Pour autant, le tableau, très bien présenté par les responsables du projet, pourrait ne pas être aussi idyllique.

Le calcul du ministère de la Défense peut être ramené à l'équation budgétaire suivante : plutôt que de dépenser pour les infrastructures immobilières des sommes variables et soumises à des aléas, choisissons la stabilité d'une dépense contractuellement définie – 155,4 millions d'euros TTC en euros constants 2011 – et dont la révision, organisée dès l'origine, ne devrait pas présenter a priori de surprise désagréable. Cette enveloppe est non seulement stable, mais porteuse d'économies sur la période couverte par le partenariat. En l'absence de projet, le ministère aurait dû continuer à payer chaque année 226 millions d'euros de fonctionnement et de loyers budgétaires correspondant aux agents transférés à Balard. À cette somme se seraient immanquablement ajoutés les coûts de remise à niveau des systèmes d'information ainsi que d'importants travaux de rénovation immobilière estimés très approximativement à 600 millions d'euros.

La difficulté provient du fait que les hypothèses économiques réalisées sur un terme de trente ans comportent nécessairement des prises de risque. Même si le ministère paraît relativement bien protégé par le contrat, que se passerait-il si le partenaire était mis en difficulté par des aléas imprévisibles au moment de la signature, voire s'il venait à faire défaut ?

De plus, la base de comparaison repose sur des hypothèses de dépenses actualisées que la MEC n'a pas été en mesure de passer au crible : il est trop tôt pour procéder à une évaluation contradictoire.

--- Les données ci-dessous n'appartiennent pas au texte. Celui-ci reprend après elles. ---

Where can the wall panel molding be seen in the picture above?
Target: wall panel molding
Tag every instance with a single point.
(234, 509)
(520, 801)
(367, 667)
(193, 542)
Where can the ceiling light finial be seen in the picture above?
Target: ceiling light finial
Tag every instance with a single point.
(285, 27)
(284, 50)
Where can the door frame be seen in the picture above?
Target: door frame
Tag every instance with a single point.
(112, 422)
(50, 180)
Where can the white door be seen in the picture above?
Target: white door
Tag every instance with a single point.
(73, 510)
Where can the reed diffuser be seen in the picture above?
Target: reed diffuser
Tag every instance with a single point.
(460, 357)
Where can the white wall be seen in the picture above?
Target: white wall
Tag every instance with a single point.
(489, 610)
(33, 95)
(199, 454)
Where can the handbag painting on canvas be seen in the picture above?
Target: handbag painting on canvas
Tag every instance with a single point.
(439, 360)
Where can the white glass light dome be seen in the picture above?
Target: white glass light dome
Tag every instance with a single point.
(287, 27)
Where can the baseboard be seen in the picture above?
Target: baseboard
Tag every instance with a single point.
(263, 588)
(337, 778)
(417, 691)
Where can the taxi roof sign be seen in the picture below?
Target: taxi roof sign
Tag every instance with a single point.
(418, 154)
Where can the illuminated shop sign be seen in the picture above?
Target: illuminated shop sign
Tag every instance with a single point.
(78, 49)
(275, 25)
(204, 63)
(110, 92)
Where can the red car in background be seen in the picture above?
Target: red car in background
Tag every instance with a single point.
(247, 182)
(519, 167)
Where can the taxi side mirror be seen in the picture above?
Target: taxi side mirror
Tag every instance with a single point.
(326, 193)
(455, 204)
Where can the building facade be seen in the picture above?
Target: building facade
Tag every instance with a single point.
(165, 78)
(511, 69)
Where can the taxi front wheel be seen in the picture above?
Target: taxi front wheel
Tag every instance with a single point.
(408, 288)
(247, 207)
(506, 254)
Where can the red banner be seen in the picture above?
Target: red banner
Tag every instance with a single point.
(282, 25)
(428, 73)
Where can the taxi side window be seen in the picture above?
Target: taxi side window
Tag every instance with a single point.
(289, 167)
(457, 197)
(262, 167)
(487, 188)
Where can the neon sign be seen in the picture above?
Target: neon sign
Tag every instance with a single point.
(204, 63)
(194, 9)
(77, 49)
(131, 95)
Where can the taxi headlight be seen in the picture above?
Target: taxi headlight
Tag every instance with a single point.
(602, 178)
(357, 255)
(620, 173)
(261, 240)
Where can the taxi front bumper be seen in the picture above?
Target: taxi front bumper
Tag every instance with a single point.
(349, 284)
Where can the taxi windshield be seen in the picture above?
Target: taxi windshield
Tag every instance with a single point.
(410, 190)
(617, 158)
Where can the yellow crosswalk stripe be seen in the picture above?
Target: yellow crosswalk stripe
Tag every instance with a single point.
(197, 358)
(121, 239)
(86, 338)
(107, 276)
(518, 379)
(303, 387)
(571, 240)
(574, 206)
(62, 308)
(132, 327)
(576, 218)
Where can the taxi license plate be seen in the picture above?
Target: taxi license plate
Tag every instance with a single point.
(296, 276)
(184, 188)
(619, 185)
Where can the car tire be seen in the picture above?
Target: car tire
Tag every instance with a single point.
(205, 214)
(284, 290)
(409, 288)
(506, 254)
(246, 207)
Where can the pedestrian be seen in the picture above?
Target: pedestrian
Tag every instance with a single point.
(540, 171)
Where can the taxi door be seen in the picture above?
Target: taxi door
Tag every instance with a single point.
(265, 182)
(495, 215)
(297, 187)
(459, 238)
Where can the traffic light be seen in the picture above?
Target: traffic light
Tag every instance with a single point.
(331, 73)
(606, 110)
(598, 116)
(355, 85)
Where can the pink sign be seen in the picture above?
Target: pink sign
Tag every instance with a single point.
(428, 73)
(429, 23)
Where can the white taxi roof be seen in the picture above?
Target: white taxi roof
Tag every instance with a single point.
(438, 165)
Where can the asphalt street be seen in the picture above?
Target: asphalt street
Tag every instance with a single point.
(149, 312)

En outre, le projet Balard doit permettre la libération et donc la vente d'un certain nombre d'emprises parisiennes, dont la plus importante est l'îlot St-Germain. A cette occasion, une recette exceptionnelle d'environ 600 millions d'euros doit être dégagée ; cette recette, nous assure-t-on, n'est pas liée à la réalisation du projet, dont la viabilité est gagée par la réduction annoncée des frais de fonctionnement. La recette exceptionnelle, annoncée depuis 2009 et sans cesse repoussée, fait pourtant partie de l'équation économique globale puisqu'elle doit être entièrement affectée au budget de la Défense. Sa non réalisation jusqu'ici pose donc un nouveau questionnement sur la maîtrise globale de « l'équation budgétaire » du projet Balard.

Toute l'attention du Parlement devra donc continuer à être mobilisée pour porter un jugement documenté sur le bien-fondé du choix de financement retenu.